A: Yes. Under Germany’s TTDSG § 25, we require explicit, prior consent for all cookies that are not strictly necessary, including analytics cookies. Our cookie banner for German users is set up to collect this consent before any optional cookies are placed.
Q: I am in California. Can I stop SueLetter from sharing my data with Google for ads?
A: Yes. Under CPRA, you have the right to opt out of sharing personal data for cross-context behavioral advertising. Use our cookie preference center to turn off advertising cookies, or email us at [email protected] with the subject “Do Not Share My Data.”
Q: How long do cookies last on my device?

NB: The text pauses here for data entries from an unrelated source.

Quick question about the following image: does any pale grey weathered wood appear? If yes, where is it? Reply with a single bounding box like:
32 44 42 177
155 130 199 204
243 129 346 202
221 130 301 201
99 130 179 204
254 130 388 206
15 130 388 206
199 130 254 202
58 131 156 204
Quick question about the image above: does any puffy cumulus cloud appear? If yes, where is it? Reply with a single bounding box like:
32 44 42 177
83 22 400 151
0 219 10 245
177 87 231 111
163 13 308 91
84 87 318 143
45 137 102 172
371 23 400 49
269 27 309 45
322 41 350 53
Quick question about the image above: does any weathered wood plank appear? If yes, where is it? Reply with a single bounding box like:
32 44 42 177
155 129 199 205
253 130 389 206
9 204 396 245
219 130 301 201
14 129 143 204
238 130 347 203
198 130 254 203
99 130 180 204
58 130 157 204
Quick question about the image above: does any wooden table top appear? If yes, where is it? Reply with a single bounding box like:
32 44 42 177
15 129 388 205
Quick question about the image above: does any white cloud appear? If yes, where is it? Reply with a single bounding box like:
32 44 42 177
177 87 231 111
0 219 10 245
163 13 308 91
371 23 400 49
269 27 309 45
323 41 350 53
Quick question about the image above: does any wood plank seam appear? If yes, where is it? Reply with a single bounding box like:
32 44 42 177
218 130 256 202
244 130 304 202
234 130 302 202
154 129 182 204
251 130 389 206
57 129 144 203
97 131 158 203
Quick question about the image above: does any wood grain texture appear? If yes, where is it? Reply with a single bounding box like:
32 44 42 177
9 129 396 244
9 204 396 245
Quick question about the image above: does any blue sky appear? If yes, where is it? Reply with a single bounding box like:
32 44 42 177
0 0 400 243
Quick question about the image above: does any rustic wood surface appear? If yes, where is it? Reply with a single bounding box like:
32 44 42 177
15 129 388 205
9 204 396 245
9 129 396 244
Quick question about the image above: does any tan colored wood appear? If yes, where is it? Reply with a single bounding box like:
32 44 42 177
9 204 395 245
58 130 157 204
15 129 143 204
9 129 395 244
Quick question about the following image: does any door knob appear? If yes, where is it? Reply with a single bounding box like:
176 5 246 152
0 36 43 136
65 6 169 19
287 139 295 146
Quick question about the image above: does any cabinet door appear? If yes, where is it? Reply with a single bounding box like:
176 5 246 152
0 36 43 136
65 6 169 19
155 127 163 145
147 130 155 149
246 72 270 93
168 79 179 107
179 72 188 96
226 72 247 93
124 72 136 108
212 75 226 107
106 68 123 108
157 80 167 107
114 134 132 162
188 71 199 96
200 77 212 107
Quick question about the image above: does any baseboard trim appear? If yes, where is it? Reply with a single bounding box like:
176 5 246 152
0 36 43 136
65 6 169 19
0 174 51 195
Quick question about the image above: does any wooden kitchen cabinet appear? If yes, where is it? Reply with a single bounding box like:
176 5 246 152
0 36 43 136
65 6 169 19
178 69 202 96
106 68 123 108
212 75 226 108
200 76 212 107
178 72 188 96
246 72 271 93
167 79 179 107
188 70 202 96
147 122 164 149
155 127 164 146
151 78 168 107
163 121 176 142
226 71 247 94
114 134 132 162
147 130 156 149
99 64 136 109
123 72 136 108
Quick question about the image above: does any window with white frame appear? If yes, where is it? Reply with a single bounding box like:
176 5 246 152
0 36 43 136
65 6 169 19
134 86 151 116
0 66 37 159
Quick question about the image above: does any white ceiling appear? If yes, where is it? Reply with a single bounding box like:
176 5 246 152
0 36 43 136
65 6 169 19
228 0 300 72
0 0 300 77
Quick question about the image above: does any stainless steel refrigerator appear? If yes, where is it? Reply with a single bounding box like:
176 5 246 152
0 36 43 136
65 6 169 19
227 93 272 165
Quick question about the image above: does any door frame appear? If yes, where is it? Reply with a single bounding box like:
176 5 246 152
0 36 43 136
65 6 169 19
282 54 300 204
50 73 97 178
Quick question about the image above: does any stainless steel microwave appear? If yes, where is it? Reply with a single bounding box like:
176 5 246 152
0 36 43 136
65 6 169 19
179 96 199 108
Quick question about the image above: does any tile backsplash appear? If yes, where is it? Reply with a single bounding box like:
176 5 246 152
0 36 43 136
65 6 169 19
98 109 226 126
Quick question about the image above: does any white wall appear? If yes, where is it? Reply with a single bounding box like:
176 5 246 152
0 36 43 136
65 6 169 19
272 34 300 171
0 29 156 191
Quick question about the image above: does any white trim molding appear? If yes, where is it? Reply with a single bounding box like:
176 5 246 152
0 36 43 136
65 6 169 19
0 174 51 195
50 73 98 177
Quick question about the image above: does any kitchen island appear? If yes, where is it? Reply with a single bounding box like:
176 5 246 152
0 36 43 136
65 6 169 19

A: It depends on the cookie. Session cookies disappear when you close your browser. Persistent cookies last from 15 minutes (Google test cookies) up to 2 years (Google Analytics). The full table in Section 3 shows the exact duration for every cookie we use.
Q: What is the difference between first-party and third-party cookies?
A: First-party cookies are set by SueLetter itself (like your login session). Third-party cookies are set by other companies whose services we use (like Google Analytics or Google AdSense). Third-party cookies are governed by those companies’ own privacy policies.
Q: Are cookies dangerous or viruses?
A: No. Cookies are simple text files — they cannot run programs or carry viruses. They can only store small amounts of text that the website itself put into them. They cannot read or modify any files on your computer.
Q: I declined cookies but I am still seeing ads. Is that normal?
A: Yes, that is normal. Declining cookies means you will see non-personalized ads instead of personalized ones. SueLetter displays Google AdSense ads to keep the basic generator free — ads will appear regardless of your cookie choice, but without cookies, the ads are generic rather than targeted to you.
Quick Summary: SueLetter uses four categories of cookies: (1) Essential cookies that keep the site working — always on, no consent needed; (2) Analytics cookies from Google Analytics — optional, anonymized, consent required; (3) Advertising cookies from Google AdSense — optional, consent required, supports free access to our generator; (4) Functional cookies that remember your preferences — optional. You can change your cookie choices at any time using the Cookie Preferences link in our footer. We never sell your personal information. Questions? Email [email protected].
Legal Disclaimer: SueLetter is an AI-powered self-help writing tool, not a law firm. It does not provide legal advice, and no attorney-client relationship is formed by using this Service. Demand letters generated are for informational and self-help purposes only. For legal advice specific to your situation, consult a licensed attorney in your jurisdiction.